Every week, Mirepoix market turns up a few surprises. The first this week was a travelling van that opened at the back to reveal a fully functioning shoe mender's shop. The next was this cute little kid who cheerily munched on an apple while her maman sold me a fat lettuce. The third was the perfect stillness of the canal.

Monday, December 22, 2008

Last Market Before Christmas




A cold, crisp and sunny Monday morning for the final trip to Mirepoix before Christmas. Most people had decorated their stalls. Purple tinsel for the olive, nut, and anchovy sellers. Holly sprigs for the madame who sells antiques. Some folk had set up a festive table behind their vegetable stall, dressed up as Santas and were indulging in a bit of Noël cheer.

Friday, November 14, 2008

Snow on the Pyrenees and Finds at the Market




Low temperatures mean snow on the mountains. On this crystal-clear morning, the contrast was extraordinary between the razor-sharp Pyrenees and the soft Harris tweed colours of the fields and forests. 

In the halles at Lavelanet market, local producers now sell lots of winter crops. I found these utterly gorgeous cabbages, parsnips--which you don't often see in France--and two baskets of medlars which I've never seen for sale anywhere before. In hindsight I should have bought them, so I could let them ripen from now till Christmas. 

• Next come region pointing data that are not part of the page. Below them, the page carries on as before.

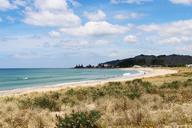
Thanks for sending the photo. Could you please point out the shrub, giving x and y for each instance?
(46, 102)
(149, 88)
(188, 83)
(172, 85)
(79, 120)
(134, 92)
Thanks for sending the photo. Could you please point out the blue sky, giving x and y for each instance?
(62, 33)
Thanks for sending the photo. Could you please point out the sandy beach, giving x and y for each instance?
(143, 73)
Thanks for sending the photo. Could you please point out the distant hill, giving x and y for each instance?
(150, 60)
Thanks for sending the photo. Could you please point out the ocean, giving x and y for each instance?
(29, 78)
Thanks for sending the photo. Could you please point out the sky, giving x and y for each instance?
(63, 33)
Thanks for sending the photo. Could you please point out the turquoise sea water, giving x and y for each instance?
(26, 78)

Friday, September 12, 2008

A Chicken on the Table


A huge haul at Lavelanet market this morning. Here's a small chicken from the rotisserie man across from the church. As the birds revolve, their fat drips into a trough underneath which is packed with neat slices of potato. We bought both,  put together a quick salad and that, plus some more of the rapidly disappearing kilo of Brie was lunch.

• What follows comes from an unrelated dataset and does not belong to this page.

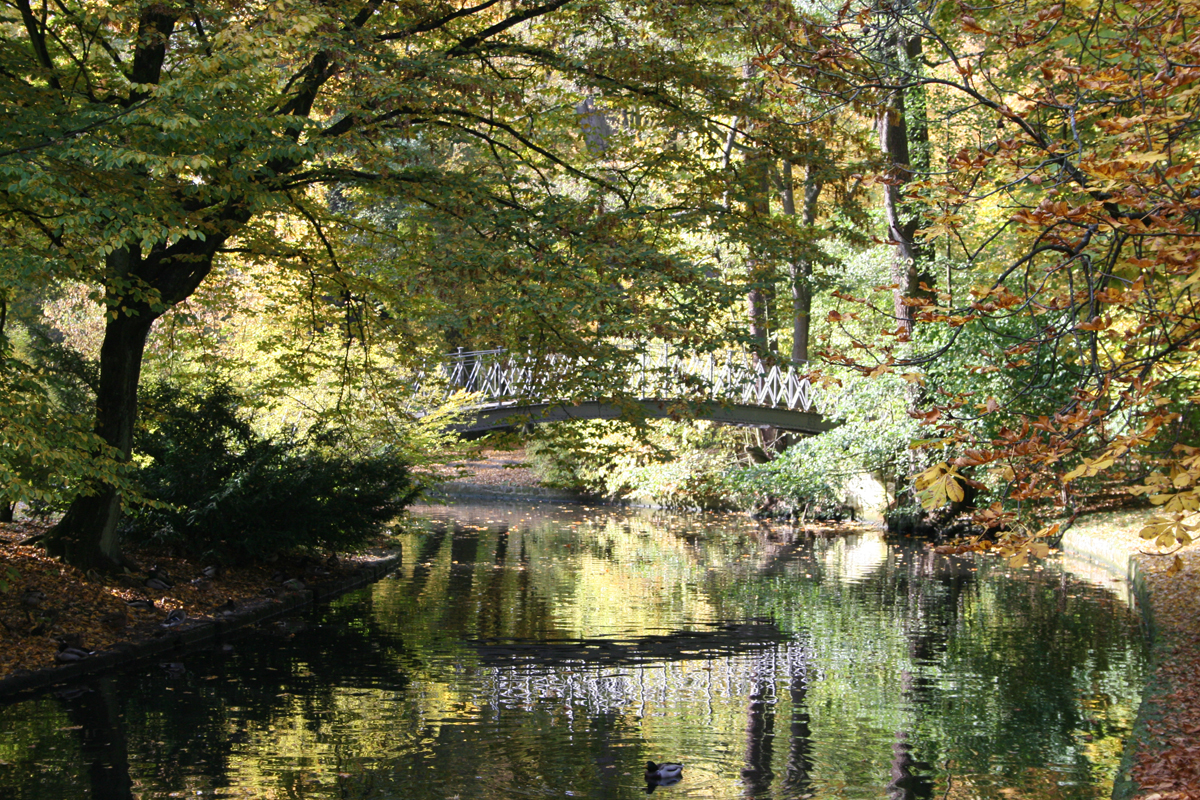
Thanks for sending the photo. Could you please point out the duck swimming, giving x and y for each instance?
(663, 774)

At the market this morning, everyone seemed in a giving mood. When I bought three lettuces, the lady selling them threw in a handful of parsley (which often happens), then said, hmm, but these lettuces are small--and added a couple more. The butcher gave us a deal on the duck confit that we bought for dinner tonight (more friends have arrived from Vancouver). Finally, when Alma purchased a bottle of home-made sparkling apple juice, the grower who had made it looked over the rest of his stock and picked out a particularly nice pear for her. 

Monday, August 18, 2008

Market Day in Mirepoix


August is a cruel month if you want to go to the Monday market in Mirepoix. Last year, the local newspaper reported that the French shop from 8 to 10 a.m., after that it's the turn of the English. True enough, except that this month you have to add in tourists from all over Europe. The earlier you get there, the leaner the crowd. Another reason to be up before cock crow (our local roosters are chronologically challenged anyway, usually performing around 4 p.m.) is that, no surprise, the best produce goes first.

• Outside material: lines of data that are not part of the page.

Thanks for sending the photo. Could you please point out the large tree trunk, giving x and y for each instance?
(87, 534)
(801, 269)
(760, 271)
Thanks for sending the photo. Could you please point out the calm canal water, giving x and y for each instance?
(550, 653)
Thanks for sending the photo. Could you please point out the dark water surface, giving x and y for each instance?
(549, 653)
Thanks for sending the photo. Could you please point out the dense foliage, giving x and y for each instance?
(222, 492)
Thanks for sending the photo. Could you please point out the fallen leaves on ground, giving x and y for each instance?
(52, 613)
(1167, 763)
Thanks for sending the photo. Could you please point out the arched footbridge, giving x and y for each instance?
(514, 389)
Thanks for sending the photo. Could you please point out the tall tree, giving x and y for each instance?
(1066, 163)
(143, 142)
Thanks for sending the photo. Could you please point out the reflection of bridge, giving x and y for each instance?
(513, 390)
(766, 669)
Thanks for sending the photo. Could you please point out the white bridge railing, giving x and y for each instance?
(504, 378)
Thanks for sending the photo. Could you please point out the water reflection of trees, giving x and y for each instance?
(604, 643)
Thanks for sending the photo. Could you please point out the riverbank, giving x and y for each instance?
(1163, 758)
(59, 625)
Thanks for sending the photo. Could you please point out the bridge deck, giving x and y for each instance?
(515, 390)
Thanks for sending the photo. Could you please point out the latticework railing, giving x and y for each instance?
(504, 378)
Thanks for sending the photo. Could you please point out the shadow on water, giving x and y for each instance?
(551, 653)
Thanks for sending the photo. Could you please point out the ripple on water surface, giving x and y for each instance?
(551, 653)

So today we were on the road by 8:30 a.m., and in the market before 9 a.m. The drive is only 10 minutes but, rather than join the slow crawl through the streets, we usually park in the SuperU lot on the outskirts of town. 
A baby could sleep on that huge bread to the left. It's sold by weight (the bread not the baby) and is meant to last a week, in other words from one market to the next.

The man in the photo at the top of this post grinds knives, scissors, axes and any other blunt object you put in his way. We've taken our big Sabatier knife to him a number of times and it's been returned to us with a guillotine-sharp edge. 

Once you've done your shopping, it's time for a grand crème and a pain aux raisins. Café Castignolles (in the other photo) is one of several cafés under the arcades around the central square. All have their devotees. We go promiscuously from one to the other depending on where the free tables are.